Inicialmente é importante mencionar que esta temática foi amplamente tratada em artigo científico que foi submetido ao VI CONLUBRADEC (Congresso Luso Brasileiro de Direito Empresarial e Cidadania).

O PROBLEMA ANALISADO

Chamou a atenção do autor a profusão de normas municipais criadas para disciplinar assuntos de defesa da saúde pública, em especial regras atinentes à vigilância sanitária e isolamento social, por isso, baseado nas divergências legislativas havidas entre alguns Municípios do litoral do Estado do Paraná que instigou a pesquisa jurídica.

O problema central do estudo visa esclarecer se normas municipais que não guardam relação de homogeneidade diante de situações análogas podem ou não ser utilizadas para completar o tipo penal em branco emoldurado no art. 268 do Código Penal?

Art. 268 – Infringir determinação do poder público, destinada a impedir introdução ou propagação de doença contagiosa:

Pena – detenção, de um mês a um ano, e multa.

Parágrafo único – A pena é aumentada de um terço, se o agente é funcionário da saúde pública ou exerce a profissão de médico, farmacêutico, dentista ou enfermeiro.

Ainda, diante dos casos concretos estudados foi possível analisar a finalidade (teleologia) empregada pelo legislador ordinário ao construir o tipo penal em apreço, resguardando, pois, o critério de universalidade da norma a ser utilizada como complemento do referido tipo penal.

A VERDADEIRA INTENÇÃO DO LEGISLADOR CONSTITUINTE

Foi possível concluir que não houve intenção do legislador constituinte permitir, baseado na autorização prevista no art. 30 da Constituição Federal, que os Prefeitos de cada Município brasileiro criassem regras próprias – muitas delas sem qualquer fundamento técnico – no campo das medidas sanitárias preventivas e de isolamento social, que sejam capazes de completar a norma penal em branco prevista no art. 268 do Código Penal.

Interpretar de forma avessa as assertivas acima significará permitir que condutas sejam criminalizadas numa cidade e que na cidade vizinha a conduta seja considerada lícita ou adstrita a uma mera punição pecuniária na esfera administrativa. (Ex: surfistas que foram presos por praticar individualmente o esporte na ocasião que o acesso às praias estava proibido).

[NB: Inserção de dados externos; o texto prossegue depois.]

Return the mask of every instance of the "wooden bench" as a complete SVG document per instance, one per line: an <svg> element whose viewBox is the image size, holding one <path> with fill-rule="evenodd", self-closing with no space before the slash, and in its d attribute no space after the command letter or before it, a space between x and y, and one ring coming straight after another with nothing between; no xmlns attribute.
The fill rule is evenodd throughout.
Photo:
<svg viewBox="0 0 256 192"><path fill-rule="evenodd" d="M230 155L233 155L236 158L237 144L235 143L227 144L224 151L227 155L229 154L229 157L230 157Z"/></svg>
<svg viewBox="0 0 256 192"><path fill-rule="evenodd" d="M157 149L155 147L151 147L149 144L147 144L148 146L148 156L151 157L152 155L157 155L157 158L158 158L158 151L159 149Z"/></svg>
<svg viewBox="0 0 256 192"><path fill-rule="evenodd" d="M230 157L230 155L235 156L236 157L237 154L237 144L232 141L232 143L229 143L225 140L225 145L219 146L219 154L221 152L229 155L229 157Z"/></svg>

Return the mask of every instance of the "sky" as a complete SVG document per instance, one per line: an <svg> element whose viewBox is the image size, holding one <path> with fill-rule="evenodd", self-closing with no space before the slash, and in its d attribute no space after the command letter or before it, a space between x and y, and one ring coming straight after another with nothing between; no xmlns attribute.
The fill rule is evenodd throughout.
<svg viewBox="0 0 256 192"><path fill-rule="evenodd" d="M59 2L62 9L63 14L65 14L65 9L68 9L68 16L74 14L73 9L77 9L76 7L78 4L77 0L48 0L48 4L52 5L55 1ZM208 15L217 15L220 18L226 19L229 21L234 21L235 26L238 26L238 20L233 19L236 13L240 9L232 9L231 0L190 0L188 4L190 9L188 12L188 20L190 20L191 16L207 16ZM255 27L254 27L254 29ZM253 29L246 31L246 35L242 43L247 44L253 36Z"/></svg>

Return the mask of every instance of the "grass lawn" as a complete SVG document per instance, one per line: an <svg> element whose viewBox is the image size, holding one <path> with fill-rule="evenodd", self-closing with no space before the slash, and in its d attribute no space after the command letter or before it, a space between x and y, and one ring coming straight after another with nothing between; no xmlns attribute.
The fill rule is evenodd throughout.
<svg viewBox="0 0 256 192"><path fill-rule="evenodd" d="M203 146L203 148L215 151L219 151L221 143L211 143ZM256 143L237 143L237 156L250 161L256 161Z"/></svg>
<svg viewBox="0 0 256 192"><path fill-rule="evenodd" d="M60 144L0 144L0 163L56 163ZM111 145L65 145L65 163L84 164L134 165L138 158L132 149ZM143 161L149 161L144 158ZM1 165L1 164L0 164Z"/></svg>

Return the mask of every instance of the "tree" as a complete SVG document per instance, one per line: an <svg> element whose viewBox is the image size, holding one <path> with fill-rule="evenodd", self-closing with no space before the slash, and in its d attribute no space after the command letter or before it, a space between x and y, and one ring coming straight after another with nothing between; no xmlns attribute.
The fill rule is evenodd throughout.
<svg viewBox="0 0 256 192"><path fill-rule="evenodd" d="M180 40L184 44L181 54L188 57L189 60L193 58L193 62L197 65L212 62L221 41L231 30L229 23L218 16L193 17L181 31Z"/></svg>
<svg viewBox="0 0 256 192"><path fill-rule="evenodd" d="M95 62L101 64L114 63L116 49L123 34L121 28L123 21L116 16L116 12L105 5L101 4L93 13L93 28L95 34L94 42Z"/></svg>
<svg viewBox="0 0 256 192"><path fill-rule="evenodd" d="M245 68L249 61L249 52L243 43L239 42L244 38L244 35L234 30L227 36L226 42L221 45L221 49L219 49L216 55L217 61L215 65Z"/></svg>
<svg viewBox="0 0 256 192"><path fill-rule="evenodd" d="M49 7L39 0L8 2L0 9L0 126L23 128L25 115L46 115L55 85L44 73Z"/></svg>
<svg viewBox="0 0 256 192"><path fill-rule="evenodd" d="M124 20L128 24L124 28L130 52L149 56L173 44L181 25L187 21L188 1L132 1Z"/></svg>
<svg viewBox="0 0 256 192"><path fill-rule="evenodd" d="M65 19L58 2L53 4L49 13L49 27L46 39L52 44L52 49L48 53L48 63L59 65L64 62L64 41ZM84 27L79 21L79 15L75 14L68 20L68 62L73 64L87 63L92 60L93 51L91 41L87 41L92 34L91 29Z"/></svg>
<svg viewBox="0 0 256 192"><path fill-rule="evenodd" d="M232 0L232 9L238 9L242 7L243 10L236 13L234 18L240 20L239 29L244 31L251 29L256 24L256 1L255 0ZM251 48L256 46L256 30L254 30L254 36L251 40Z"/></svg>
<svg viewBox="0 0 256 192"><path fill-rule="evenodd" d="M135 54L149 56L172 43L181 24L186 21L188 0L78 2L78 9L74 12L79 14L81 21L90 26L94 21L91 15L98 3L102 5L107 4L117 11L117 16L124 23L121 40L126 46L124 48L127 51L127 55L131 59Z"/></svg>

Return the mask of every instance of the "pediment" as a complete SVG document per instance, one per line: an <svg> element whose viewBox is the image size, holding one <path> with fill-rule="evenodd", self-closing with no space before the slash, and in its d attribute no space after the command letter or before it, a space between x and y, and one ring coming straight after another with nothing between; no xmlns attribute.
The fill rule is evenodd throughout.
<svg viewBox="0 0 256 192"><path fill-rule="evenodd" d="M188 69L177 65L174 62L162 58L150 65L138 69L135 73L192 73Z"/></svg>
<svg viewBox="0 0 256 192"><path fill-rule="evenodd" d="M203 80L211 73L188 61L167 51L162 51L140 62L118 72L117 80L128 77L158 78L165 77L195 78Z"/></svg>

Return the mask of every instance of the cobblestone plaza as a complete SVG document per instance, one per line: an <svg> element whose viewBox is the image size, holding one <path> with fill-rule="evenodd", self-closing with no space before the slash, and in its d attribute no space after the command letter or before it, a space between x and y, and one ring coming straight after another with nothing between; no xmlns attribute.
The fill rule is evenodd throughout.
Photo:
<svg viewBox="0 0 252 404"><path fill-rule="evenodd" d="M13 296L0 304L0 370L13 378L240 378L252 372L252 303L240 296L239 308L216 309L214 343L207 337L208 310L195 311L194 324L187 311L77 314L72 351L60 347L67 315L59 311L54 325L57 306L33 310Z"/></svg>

É exatamente isso que está ocorrendo por conta da Pandemia do Covid-19, pois inúmeros Municípios brasileiros criaram regras sanitárias e de isolamento social completamente discrepantes, mesmo vivenciando situações semelhantes a de outros Municípios de uma mesma região.

Perdeu-se claramente a noção de intervenção mínima do direito penal como ultima ratio para pacificação das relações sociais, ao passo que outorgou-se aos Prefeitos Municipais um instrumento de manipulação do Direito Penal para atender casos específicos, numa clara tentativa de socorrer o Direito Administrativo e a sua inocuidade diante do caso concreto.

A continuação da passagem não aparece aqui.